TSchonleber · TSchonleber · May 20, 2026
diff --git a/research/autonomous-research-avenues-2026-05-20.md b/research/autonomous-research-avenues-2026-05-20.md
@@ -0,0 +1,215 @@
+# Autonomous Research Avenues — 2026-05-20
+
+**Author:** Claude Opus 4.7 (overnight chain, ~01:00 EDT)
+**Trigger:** Terrance asked for "autonomous avenues of research" alongside region codification. This memo answers that part.
+
+---
+
+## Why this memo
+
+Tonight's chain has shipped Phase 1 for four new brain subsystems (LC, NB, ARAS, Habenula — PRs #121-#124). That's *codification of canonical neuroanatomy* — pulling neuroscience consensus into brainctl tables. The other half of "autonomous research" is **generative** — staking out directions brainctl could explore that don't already have a canonical neuroanatomical answer. This is that half.
+
+Each avenue below is a candidate seed for Phase 1 work, a thinking memo, or an experimental probe. None are committed to. They're starting points. They are the speculative-end of brainctl's roadmap.
+
+---
+
+## Avenue 1: Sleep architecture as a first-class state machine
+
+**The gap.** brainctl has a `dream_cycle` + DMN subsystem (migration 061) and an idle-trigger consolidation path, but they treat sleep as one undifferentiated state ("offline = consolidation runs"). Biology partitions sleep into structured stages — NREM 1/2/3, REM — with **qualitatively different memory operations** in each:
+
+- **NREM 2** — sleep spindles + slow oscillations; declarative memory consolidation
+- **NREM 3 (SWS)** — sharp-wave ripples; hippocampal replay → neocortex transfer
+- **REM** — procedural / emotional consolidation, creative bisociation
+
+A brainctl that respects this distinction would have:
+
+- `sleep_stage` column on `consolidation_runs` and `dream_cycle_log`
+- Stage-gated operation classes — only certain things happen in each stage
+- An ARAS-driven stage progression (now possible after PR #123 ships ARAS sleep modes)
+
+**Probe.** Audit the last 30 days of consolidation_run output and bucket it by *what it actually did* (semantic-from-episodic vs. SWR replay vs. emergence detection). If there's already de-facto staging by what gets called in what order, expose it.
+
+**Research question.** Does forcing brainctl through explicit NREM-2→NREM-3→REM cycles overnight (one full ultradian cycle per consolidation pass) outperform the current scheduling? Bench: P@5 + recall@5 on next-morning queries after staged vs. unstaged overnight runs.
+
+**Loose ends:**
+- Are sleep spindles a useful organizing event class for the workspace_broadcasts bus?

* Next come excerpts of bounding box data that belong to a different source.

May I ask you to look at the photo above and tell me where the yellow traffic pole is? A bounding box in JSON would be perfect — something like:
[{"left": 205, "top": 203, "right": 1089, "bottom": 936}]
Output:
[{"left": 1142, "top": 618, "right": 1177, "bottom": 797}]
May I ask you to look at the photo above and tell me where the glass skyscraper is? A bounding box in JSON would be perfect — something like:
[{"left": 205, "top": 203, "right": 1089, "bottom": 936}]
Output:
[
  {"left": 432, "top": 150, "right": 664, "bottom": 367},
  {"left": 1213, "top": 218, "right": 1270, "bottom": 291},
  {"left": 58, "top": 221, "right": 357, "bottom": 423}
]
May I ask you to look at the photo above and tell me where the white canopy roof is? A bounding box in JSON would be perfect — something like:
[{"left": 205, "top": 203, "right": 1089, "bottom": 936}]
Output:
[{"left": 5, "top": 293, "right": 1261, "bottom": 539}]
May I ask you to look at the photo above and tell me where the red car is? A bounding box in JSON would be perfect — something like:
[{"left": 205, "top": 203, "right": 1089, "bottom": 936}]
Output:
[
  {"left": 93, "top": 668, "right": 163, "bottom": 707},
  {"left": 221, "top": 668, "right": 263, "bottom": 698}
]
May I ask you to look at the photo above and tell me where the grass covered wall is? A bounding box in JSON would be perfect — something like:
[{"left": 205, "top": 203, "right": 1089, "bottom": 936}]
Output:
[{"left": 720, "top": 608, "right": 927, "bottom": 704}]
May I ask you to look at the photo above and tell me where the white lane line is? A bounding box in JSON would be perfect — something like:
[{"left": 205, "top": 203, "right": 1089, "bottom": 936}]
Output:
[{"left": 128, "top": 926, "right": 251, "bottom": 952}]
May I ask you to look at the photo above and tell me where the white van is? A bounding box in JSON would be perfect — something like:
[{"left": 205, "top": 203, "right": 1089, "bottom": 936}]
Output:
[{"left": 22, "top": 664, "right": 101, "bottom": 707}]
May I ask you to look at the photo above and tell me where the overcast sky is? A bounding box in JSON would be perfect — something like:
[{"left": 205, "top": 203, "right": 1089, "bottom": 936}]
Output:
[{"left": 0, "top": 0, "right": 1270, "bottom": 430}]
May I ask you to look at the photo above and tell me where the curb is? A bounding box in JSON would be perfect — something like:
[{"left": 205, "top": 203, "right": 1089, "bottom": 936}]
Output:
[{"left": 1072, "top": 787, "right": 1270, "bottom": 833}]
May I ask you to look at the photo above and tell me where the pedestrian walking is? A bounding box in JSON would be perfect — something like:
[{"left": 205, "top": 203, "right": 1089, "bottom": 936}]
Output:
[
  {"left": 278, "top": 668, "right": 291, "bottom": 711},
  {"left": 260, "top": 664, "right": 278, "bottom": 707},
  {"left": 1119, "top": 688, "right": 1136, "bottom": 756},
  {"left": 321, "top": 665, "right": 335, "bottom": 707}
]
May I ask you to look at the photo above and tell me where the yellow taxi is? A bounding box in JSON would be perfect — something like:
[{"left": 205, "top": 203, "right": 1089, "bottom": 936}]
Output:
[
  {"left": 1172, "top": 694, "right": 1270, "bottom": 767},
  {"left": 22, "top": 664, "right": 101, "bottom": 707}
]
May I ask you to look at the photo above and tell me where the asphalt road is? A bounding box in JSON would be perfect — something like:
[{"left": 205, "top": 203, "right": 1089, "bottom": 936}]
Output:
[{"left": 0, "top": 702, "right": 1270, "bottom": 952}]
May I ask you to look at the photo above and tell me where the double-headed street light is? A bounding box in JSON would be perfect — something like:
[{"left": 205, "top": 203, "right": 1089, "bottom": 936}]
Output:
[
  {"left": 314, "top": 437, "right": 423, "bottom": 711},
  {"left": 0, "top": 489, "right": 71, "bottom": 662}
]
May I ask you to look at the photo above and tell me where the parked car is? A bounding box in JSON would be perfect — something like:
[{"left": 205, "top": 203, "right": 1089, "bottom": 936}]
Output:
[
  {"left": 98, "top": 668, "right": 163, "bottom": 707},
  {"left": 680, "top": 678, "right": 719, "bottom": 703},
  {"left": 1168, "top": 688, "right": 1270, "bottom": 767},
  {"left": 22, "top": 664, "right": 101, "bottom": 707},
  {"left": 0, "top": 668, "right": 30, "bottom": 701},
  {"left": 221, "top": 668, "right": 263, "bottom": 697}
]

+- Does REM-analog operation imply slack in the W(m) write gate (allowing more "creative" memory creation during REM-mode)?
+- How does the new ARAS `sleep_wake_mode` interact with the dream_cycle? They should compose.
+
+---
+
+## Avenue 2: Memory aging as synaptic tagging-and-capture
+
+**The bio.** Memory's late-LTP (long-term potentiation) phase requires both **a tag** at the synapse during initial encoding AND **plasticity-related proteins (PRPs)** showing up within a time window (~1 hour). Memories with tags but no PRPs decay. Memories with PRPs but no tag don't form. Frey & Morris's synaptic tagging-and-capture hypothesis.
+
+The brainctl equivalent: memories are admitted by the W(m) gate (the *tag* — "this is plausibly worth keeping"), but there's no separate **capture** step that decides whether the memory actually lasts past short-term. Current behavior: once written, the memory persists until explicit retirement. Biology says it should be conditional on a follow-up "PRP" signal — typically the memory being **recalled within a critical window**.
+
+**Probe.** What's the distribution of (time-to-first-recall) across all memories in the live brain? If most memories that survive 30+ days were recalled within 24 hours of creation, then biology's pattern matches. If not, brainctl is keeping a lot of synaptic tags that never got captured — and we have a candidate cleanup mechanism.
+
+**Possible mechanism.** A new `memory_capture_window` column: timestamp of last "PRP event" (recall, reinforcement, association). Memories whose capture-window expires unrecalled get demoted (not deleted — moved to a `memories_unconsolidated` tier that only surfaces under explicit query). This is **more aggressive forgetting** than the current decay model and likely improves retrieval precision.
+
+**Research question.** What fraction of brainctl's index is unrecalled-since-creation? At what threshold does demoting that fraction improve overall recall quality?
+
+---
+
+## Avenue 3: Cross-modal binding — the claustrum question
+
+**The bio.** The claustrum is a thin sheet of neurons that **everyone projects to** and that **projects to everyone**. Crick and Koch (2005) proposed it as the consciousness-binding integrator. The actual function is contested. What's not contested: it's where multimodal information converges and re-radiates.
+
+**The brainctl gap.** brainctl has *several* parallel retrieval pathways — FTS, vector, hybrid_rrf, pagerank_boost, multi_pass, temporal_expand, entorhinal grid lookup, procedural-memory search. Each is a "modality." Right now they're stitched together by `cmd_search`'s heuristic merge. There's no first-class structure for *cross-modal binding* — recognizing when two modalities are agreeing on the same target.
+
+A claustrum-analog subsystem would:
+
+- Listen to top-K outputs from every retrieval modality
+- Detect convergence (same memory IDs appearing in multiple modalities)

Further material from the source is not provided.